Klagenfurt

KLAGENFURT: L’AUSTRIA VICINA, RILASSATA, VIVIBILE, COMODA

La Carinzia: l’Austria meridionale delle Alpi orientali dove campeggia il Grossglockner, la più alta montagna austriaca. Laghi alpini e montagne, edifici medievali, come il castello di Hochosterwitz. Klagenfurt è  il capoluogo della regione, adagiato sulle sponde del Wörthersee, circondato da vigneti.

Klagenfurt
Alter Platz, photocredit Michael Stabentheiner

Klagenfurt am Wörthersee piccola e sobria capitale regionale, è città crocevia fra tre culture, ampiamente testimoniate nella città rinascimentale. L’influsso carinziano porta la pronuncia morbida e melodica di una lingua notoriamente “dura”, senso dell’umorismo e sorriso sempre pronto e l’atteggiamento rilassato nei confronti della vita. La vicina Italia si nota nello stile architettonico dei palazzi e delle piazze del centro storico, nei mercati e nell’arte. Nella inesauribile voglia di far festa si riconosce l’ascendente sloveno. La popolazione, ama definirsi “allegri come gli italiani, sereni come gli sloveni e precisi come i tedeschi”.

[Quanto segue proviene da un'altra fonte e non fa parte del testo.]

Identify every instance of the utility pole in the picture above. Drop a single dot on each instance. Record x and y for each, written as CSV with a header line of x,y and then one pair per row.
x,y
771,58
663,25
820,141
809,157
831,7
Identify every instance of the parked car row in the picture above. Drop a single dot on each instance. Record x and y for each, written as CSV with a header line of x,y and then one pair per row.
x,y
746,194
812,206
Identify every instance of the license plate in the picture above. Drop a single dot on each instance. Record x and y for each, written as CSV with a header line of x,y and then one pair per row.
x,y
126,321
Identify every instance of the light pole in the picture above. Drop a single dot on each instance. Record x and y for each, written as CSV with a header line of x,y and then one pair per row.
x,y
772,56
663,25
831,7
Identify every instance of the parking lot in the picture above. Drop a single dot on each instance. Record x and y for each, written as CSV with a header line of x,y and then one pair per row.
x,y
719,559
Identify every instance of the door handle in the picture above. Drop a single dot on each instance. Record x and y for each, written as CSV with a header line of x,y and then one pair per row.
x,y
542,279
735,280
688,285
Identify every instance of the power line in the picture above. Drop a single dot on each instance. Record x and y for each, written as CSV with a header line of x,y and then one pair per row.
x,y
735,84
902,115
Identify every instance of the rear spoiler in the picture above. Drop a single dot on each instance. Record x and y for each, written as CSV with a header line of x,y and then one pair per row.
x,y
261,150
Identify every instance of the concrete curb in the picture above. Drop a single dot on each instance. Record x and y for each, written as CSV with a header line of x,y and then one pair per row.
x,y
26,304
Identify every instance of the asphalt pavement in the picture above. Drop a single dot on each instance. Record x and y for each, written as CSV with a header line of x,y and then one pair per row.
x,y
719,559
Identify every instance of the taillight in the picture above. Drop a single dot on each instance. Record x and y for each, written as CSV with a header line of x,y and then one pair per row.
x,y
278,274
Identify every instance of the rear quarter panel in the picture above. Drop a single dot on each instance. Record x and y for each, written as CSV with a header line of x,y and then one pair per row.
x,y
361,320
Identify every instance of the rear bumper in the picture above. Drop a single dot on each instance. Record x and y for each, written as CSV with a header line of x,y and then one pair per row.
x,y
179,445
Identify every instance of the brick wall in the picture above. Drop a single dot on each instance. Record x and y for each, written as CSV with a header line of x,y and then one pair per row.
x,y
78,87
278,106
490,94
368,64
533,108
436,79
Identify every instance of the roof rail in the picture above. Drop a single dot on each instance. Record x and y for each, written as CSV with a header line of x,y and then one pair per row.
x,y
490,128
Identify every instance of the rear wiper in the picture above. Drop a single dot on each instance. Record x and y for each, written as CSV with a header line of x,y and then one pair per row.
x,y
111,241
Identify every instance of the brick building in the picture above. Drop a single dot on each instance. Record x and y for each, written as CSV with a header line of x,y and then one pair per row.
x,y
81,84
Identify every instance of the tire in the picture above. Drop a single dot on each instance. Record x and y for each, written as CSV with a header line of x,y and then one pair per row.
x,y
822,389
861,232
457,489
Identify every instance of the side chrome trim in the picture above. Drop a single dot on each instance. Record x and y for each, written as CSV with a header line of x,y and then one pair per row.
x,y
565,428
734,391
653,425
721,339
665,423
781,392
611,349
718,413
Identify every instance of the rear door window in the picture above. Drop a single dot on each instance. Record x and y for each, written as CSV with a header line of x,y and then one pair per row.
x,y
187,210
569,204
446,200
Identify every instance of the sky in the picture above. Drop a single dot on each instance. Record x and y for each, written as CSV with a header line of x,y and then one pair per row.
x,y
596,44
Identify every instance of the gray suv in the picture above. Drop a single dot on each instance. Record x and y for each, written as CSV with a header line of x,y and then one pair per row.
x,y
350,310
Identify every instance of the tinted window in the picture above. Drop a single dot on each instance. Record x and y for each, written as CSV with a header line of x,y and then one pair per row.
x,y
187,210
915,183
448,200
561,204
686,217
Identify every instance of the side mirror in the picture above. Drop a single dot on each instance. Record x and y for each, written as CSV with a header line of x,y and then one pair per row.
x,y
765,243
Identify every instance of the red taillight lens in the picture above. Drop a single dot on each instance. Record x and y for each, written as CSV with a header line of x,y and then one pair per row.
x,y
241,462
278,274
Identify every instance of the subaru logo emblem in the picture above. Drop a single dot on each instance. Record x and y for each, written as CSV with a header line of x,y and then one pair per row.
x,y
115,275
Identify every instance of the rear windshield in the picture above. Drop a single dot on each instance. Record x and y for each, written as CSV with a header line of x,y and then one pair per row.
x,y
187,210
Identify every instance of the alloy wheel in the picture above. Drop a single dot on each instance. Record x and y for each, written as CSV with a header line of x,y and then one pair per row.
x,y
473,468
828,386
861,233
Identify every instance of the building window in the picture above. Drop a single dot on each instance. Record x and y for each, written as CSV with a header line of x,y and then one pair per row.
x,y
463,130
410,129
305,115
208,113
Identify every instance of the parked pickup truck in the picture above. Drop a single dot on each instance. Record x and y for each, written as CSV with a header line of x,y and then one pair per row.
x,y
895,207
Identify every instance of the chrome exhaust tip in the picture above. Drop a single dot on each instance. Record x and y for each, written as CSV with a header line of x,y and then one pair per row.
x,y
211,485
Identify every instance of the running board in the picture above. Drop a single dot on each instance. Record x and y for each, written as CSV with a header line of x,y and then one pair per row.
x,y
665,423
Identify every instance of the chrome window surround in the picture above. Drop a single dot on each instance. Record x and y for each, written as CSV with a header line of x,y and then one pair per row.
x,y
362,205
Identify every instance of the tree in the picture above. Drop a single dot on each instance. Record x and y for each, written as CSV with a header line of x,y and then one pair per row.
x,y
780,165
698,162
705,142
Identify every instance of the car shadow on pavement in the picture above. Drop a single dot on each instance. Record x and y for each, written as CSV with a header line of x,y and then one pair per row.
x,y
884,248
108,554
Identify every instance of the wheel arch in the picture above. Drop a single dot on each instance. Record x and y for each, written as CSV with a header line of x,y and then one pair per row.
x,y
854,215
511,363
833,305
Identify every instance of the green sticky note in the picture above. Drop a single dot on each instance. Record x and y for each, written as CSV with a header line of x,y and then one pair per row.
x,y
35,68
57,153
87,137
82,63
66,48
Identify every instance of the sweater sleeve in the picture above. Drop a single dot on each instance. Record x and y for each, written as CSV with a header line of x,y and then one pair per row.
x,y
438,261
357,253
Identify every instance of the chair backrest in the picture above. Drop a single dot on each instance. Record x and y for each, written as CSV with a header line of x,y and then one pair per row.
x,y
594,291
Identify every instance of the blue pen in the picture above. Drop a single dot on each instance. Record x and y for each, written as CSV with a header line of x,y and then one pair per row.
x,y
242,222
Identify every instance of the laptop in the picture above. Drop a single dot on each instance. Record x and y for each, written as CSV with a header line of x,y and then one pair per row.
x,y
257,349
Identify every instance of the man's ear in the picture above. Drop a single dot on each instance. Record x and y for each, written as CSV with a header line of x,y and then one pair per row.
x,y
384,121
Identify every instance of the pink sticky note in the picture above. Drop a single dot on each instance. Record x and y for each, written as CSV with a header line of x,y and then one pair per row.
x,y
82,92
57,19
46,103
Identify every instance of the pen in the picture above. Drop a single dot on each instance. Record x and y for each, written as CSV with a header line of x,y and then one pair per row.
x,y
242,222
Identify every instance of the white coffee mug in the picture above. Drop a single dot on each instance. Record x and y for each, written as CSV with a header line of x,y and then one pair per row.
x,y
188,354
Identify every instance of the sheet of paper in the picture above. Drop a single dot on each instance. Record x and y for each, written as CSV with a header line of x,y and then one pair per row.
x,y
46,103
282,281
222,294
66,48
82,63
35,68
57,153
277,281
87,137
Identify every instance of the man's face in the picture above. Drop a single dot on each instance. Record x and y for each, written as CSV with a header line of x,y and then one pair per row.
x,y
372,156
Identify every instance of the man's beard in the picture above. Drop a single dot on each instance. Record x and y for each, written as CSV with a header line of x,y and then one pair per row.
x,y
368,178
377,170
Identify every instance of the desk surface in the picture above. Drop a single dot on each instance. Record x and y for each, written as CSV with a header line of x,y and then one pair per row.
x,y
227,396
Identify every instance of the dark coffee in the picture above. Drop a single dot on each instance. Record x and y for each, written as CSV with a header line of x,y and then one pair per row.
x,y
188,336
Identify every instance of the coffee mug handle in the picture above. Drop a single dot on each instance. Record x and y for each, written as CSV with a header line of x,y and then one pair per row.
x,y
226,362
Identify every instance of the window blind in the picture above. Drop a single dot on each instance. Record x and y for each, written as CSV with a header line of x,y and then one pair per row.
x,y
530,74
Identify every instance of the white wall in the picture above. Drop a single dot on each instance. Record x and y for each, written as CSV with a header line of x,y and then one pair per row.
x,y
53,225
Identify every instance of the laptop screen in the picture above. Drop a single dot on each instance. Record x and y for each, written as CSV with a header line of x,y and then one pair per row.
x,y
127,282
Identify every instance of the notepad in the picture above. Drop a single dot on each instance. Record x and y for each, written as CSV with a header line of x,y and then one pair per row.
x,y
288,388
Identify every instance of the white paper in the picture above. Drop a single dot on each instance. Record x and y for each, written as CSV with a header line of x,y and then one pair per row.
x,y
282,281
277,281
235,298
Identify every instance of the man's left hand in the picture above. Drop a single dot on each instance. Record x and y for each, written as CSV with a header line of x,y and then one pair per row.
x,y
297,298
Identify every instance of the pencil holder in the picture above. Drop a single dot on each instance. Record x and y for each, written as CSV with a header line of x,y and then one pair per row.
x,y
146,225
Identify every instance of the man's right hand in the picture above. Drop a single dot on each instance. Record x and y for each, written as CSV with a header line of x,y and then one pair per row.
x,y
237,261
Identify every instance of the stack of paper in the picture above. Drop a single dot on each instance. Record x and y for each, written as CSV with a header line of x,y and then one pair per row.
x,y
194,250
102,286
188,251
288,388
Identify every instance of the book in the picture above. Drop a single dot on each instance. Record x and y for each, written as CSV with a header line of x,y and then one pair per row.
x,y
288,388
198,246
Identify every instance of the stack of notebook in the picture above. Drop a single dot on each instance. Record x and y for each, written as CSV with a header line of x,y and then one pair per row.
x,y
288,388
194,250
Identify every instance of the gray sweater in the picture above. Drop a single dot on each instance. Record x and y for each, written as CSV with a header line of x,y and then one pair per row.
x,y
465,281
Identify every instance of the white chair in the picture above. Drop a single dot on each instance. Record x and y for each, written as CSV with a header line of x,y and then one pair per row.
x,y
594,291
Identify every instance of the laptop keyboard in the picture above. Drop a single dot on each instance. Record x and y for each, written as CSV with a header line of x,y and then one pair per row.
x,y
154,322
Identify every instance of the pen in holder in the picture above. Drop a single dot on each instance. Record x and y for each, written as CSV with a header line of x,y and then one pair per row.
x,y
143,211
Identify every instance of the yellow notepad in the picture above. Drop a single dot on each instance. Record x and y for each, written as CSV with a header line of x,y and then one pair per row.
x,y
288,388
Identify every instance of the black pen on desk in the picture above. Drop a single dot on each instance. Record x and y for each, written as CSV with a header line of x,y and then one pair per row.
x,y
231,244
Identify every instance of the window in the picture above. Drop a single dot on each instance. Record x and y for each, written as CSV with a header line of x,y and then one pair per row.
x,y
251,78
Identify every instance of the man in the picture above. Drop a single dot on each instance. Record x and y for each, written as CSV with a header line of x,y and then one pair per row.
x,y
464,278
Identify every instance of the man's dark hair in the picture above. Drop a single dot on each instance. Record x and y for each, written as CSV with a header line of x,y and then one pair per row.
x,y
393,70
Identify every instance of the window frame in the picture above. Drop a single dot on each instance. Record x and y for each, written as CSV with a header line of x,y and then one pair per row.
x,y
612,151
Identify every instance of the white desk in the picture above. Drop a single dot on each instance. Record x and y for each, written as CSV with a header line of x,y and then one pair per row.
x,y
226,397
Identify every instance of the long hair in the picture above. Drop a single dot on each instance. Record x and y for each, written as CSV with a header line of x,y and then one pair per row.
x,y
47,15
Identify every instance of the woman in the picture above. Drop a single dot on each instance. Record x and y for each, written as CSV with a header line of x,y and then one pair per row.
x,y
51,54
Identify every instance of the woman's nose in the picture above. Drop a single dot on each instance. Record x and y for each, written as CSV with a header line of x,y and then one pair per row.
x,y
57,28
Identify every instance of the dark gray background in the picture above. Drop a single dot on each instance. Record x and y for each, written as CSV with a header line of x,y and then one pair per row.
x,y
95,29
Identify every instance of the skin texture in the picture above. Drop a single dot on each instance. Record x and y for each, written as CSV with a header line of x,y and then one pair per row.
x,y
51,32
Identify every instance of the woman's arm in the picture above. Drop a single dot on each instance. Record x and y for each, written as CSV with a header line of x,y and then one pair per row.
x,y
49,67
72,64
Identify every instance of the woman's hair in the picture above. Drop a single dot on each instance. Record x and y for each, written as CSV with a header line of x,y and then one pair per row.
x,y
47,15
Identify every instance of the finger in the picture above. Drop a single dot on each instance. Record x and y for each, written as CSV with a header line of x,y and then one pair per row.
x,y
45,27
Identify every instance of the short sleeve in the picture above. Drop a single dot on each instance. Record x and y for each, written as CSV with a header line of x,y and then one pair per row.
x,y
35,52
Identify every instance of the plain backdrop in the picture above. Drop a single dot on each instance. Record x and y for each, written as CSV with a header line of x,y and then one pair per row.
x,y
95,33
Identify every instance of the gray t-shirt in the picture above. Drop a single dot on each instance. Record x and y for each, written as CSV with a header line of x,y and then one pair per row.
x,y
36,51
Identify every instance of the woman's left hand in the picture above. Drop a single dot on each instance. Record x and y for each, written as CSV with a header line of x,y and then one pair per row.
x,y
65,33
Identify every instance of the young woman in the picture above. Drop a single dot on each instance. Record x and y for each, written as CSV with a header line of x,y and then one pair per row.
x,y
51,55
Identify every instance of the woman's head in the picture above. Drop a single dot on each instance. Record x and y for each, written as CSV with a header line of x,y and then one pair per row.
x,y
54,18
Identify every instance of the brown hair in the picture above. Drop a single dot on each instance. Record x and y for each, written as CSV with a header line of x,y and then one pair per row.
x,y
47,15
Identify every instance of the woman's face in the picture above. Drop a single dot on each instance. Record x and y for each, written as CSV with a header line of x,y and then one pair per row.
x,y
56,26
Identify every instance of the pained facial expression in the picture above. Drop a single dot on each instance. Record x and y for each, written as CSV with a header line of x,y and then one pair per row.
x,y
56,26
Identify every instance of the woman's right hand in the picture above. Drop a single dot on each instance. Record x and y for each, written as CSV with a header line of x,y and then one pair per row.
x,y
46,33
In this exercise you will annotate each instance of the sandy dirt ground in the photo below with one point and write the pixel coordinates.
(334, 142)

La cucina sintetizza il meglio delle tre culture in una gustosa fusione di elementi alpini e adriatici, magnificati ogni settembre dalle Giornate della cucina Alpe Adria, giunta, nel 2022, alla V edizione. Ricordatevelo per la prossima fine estate, per visitare il cuore pulsante della regione Alpe Adria, fra Carinzia, Veneto, Friuli, Slovenia e Stiria per assistere ad alcuni dei tantissimi eventi culinari in programma. Il miglio del gusto dell’Alpe Adria ne è il fulcro.

Klagenfurt
Vista della città, photocredit C. Derhandler

La città, nata 800 anni or sono, fu plasmata da architetti italiani che la plasmarono con i suoi palazzi signorili, le corti interne e le piazze. Per scoprire la storia e le origini di Klagenfurt nel centro dovrete visitare la Neuer Platz, in mezzo alla quale campeggia il Lindwurm, il baco del gelso gigante, monumento in ardesia dedicato alla leggenda delle origini di Klagenfurt, finita male per il mostro, ucciso da tre astuti giovani nel luogo dove sarebbe poi sorta la città e la Landhouse, la sede del parlamento regionale carinziano il cui pezzo forte è la bellissima sala “Sala degli Stemmi”.

In questa sala oltre alla Pietra del Principe (“Fürstenstein”) le pareti riportano 665 stemmi di principi e famiglie aristocratiche dipinti dall’artista barocco, carinziano, Josef Ferdinand Fromiller. E’ visitabile assieme a tante attrazioni, grazie alla Karntencard che propone sconti e agevolazioni, () e vi verrà consegnata in hotel gratuitamente al vostro arrivo. 

Klagenfurt
Il salone degli stemmi

La religione è ben presente, con il duomo di Klagenfurt, dedicato ai Santi Pietro e Paolo, ma la chiesa più visitata è quella dedicata a Sant’Egidio.
E’ qui che si trova un’opera quantomeno eccentrica: oltre 20 anni or sono, Ernst Fuchs, il più conosciuto rappresentante della Scuola Viennese del Realismo fantastico artista austriaco scomparso nel 2015, iniziò l’allestimento della cappella meridionale.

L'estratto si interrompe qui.